O futebol ensina. Por trás de cada e despretensioso para o lado, há um punhado de histórias cheias de derrotas, de fracassos gritantes, mas também de vitórias inexplicáveis, de alegrias abertas à esperança de uma nova vida que nunca nascem sozinhas. Histórias de batalhas vencidas por uma espécie de armada invisível, disposta aos maiores sacrifícios.

Taison ou fome. E o texto poderia terminar aqui – o principal estaria dito: a vida é senhora de ausências e milagres. Não fosse a macarronada feita por um dirigente do Progresso e talvez a jovem e magricela promessa não tivesse marcado três gols naquele dia contra o Inter. Porque não havia almoçado. E não havia almoçado porque são assim os dias nos bairros mais pobres de Pelotas: dias feitos de pão contra dias de não.

Talvez não tivesse despertado os olhares do time da capital. Talvez jamais tivesse deixado o Navegantes para onde hoje, coração nos lábios, sempre volta. Santa e milagrosa macarronada. Santo pão feito de trigo, farinha e trabalho humano. Santos pés e pernas e dribles. Santas ruas de chão batido. Santas pracinhas públicas em que a meninada pode escapar dos buracos e transformar pares de chinelo em traves. Santo segundo antes do gol – a suspensão do mundo, o cabeceio no alto, o ar parado. Dadá nos acuda!

O futebol ensina. E salva. Contra toda desesperança, salva. Resgata. Não poucas vezes. Faz o que poder público deveria fazer: olha para quem pouco ou quase nada tem. O maior nome do futebol pelotense em atividade ou fome nesta mesma Pelotas que cresce assustadoramente, tem uma legião de miseráveis, permanece sem justiça social e começa, contraditoriamente, a ensaiar um discurso meritocrático. Sem oportunidades iguais, o discurso do mérito sempre será falacioso.
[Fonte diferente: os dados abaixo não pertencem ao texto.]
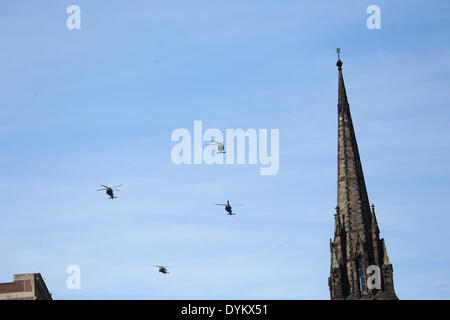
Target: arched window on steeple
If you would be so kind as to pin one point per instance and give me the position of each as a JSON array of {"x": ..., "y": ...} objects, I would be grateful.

Quantos, como Taison, talentosos como ele, hoje estão em Pelotas, como ele esteve, cuidando carros nas esquinas? Quanto valor desperdiçado em cada pessoa esmagada pela falta de condições mínimas? Esmagada pela ânsia de suprir a mais básica e primitiva das necessidades: a de comer. Nascido no Sul do Sul, Taison é, antes de tudo, um forte. E, neste ano de eleições, talvez não haja político digno sequer de amarrar os cadarços de suas chuteiras.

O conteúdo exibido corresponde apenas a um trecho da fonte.